Robertson was the beneficiary of many of those, going 4-for-6 from deep and scoring 14 points. Jordan Geist also chipped in an efficient eight points on 2-for-2 from 3. And despite the late collapse, Missouri still shot 44% from 3 in the second half and put up 79 regulation points.
Missouri needed it too. The Bulldogs were unconscious from deep for the first few minutes of the game. (If the Bulldogs shoot their season percentage to start the game, Missouri is winning by 17 at the half.) And while they did eventually cool off, the Bulldogs still shot about 39% from deep in regulation, a cool 11% better than their season average.

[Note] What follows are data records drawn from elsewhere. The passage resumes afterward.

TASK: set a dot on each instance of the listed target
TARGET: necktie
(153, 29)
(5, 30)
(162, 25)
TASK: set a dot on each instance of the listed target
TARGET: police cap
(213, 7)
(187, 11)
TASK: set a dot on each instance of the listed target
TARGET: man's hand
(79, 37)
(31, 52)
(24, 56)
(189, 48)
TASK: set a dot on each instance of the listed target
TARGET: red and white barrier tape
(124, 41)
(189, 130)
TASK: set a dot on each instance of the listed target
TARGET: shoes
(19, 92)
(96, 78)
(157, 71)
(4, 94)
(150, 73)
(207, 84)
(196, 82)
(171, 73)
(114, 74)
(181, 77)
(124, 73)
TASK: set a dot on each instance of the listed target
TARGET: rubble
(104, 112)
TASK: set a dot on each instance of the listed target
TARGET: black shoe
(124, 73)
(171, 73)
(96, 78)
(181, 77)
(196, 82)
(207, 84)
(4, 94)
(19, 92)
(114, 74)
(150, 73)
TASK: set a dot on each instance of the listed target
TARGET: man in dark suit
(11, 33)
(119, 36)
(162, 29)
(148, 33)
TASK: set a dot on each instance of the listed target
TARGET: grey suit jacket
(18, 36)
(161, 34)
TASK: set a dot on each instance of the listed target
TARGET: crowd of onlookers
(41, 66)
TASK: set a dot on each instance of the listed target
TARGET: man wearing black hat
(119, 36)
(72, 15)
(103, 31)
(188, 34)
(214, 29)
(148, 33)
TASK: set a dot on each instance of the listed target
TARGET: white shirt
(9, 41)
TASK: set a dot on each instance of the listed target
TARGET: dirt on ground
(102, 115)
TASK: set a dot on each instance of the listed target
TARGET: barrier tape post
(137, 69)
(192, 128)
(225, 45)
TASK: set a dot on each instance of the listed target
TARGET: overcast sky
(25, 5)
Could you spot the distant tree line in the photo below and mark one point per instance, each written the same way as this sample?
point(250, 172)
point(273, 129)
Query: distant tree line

Couple that with the fact that Mississippi State dominated the paint (36-22 in paint points) and crushed Missouri on the offensive glass (13 boards for 14 points), MSU played above its own head on offense. Missouri needed one of its best offensive performances of the season to fend off a hot, confident team. And got it.
I was talking with our Matt Harris about this game on Saturday night, and he made a simple, powerful observation (always contributing, even when he’s away): despite falling victim to its biggest flaw, getting tough calls from the officials late in regulation, and coughing up a huge lead, Missouri was still able pull out a win.
Maybe some of it had to do with the Rally for Rhyan atmosphere and the guys having that added motivation. But let’s be honest about this element of it too: This is a game Missouri doesn’t win early in the year. They didn’t against West Virginia. They didn’t against Florida. Hell, they didn’t against Arkansas.
Starting with that Tennessee win, Missouri has slowly shown it has the ability to close games late. And now we know it can close out games that appear to have gone sideways. A team that once crumbled at the first sign of trouble showed it could take a haymaker from one of the league’s hottest, most desperate teams and still come back to take the fight.
After the game, Coach Martin said there’s no doubt in his mind this is a tournament team. For much of the past month, the Tigers haven’t shown us reason to think otherwise.